The interactions between science and society as well as developments within science are concentrated in four research areas: 1st epistemology, 2nd legitimation and normativity, 3rd functional differentiation, and 4th social differentiation. The four research areas enable a systematization of the interactions and developments within science. This is a heuristic systematization, which is derived from generalized theoretical assumptions about contemporary societies and serves as a foundation for the LCSS research program.
The first research area “epistemology” discusses features unique to science, highlighting what distinguishes science from other social fields.
The second research area “legitimation and normativity” is substantiated on one hand by the need to explain and justify the interactions between science and society and the internal arrangements of the scientific field. On the other hand it arises from the fact that scientific knowledge and especially scientific expertise are being used by other fields, particularly by politics, to argue for and legitimize their decisions.
The third research area “functional differentiation” describes the functional differentiation of contemporary societies. Moreover, it emphasizes the relationship between science and other social fields, as well as the functional differentiation characteristic for society.
The fourth research area “social differentiation” expresses that there are socio-structural processes of differentiation. These become effective when related to other social fields and within science.
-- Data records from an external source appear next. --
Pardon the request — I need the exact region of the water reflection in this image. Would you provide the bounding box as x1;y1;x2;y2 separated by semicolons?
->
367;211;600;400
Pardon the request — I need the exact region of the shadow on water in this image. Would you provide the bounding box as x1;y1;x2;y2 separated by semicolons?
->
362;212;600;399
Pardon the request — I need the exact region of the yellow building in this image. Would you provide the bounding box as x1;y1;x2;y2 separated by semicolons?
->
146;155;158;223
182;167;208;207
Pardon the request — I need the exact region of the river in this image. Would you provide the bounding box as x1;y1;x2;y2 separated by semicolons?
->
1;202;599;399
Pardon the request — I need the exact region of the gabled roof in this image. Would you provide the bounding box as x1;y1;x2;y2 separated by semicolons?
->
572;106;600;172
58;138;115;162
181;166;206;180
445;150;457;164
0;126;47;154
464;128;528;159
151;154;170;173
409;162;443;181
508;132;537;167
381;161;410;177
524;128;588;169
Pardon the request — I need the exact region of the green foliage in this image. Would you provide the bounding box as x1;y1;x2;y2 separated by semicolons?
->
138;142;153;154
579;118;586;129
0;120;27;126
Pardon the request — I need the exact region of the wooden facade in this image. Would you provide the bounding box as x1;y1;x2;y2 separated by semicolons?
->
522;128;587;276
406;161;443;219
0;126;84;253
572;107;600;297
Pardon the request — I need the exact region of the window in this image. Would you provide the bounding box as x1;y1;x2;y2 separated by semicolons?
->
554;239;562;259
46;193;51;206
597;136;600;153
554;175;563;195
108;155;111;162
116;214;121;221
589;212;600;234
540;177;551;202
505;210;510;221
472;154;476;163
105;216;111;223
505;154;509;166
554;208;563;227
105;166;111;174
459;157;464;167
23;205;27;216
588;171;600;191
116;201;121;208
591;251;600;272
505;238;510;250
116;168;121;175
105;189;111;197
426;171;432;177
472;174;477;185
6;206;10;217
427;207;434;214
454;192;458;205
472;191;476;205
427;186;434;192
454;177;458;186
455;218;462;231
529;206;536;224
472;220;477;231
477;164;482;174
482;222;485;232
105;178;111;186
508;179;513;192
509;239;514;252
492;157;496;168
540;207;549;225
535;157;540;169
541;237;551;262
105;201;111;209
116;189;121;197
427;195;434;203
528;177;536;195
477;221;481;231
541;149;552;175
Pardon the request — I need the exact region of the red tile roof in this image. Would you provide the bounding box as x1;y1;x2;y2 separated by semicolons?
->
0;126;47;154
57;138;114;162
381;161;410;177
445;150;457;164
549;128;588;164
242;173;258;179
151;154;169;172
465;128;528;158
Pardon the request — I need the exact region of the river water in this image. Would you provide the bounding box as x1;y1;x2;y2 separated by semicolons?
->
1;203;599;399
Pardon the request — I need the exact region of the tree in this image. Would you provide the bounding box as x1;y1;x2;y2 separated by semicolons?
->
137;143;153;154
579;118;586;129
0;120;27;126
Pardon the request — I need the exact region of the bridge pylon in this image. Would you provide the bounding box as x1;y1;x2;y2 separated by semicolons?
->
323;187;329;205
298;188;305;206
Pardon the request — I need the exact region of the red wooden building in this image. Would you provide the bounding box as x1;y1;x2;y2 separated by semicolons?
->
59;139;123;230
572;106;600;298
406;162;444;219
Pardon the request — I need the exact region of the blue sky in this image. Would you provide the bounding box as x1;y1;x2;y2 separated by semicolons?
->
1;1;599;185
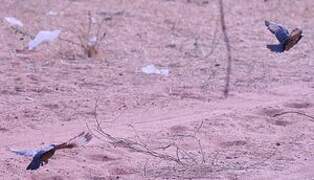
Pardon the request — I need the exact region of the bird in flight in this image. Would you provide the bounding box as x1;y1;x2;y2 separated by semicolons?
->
9;131;92;170
265;20;303;53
This systematization is conceptualized heuristically and does not contain a hierarchical differentiation between the four research areas. These four research areas integrate with the five academic disciplines represented at the LCSS: Political Science, Philosophy, Economics, Law, and Sociology. For this purpose and for referring specific issues and research questions, the distinguishing features are translated into those five disciplines mentioned above. However, the LCSS acknowledges that the four research areas are not equally relevant to all of the five disciplines. In fact, the respective disciplines emphasize certain areas and in others they are represented only marginally, if at all.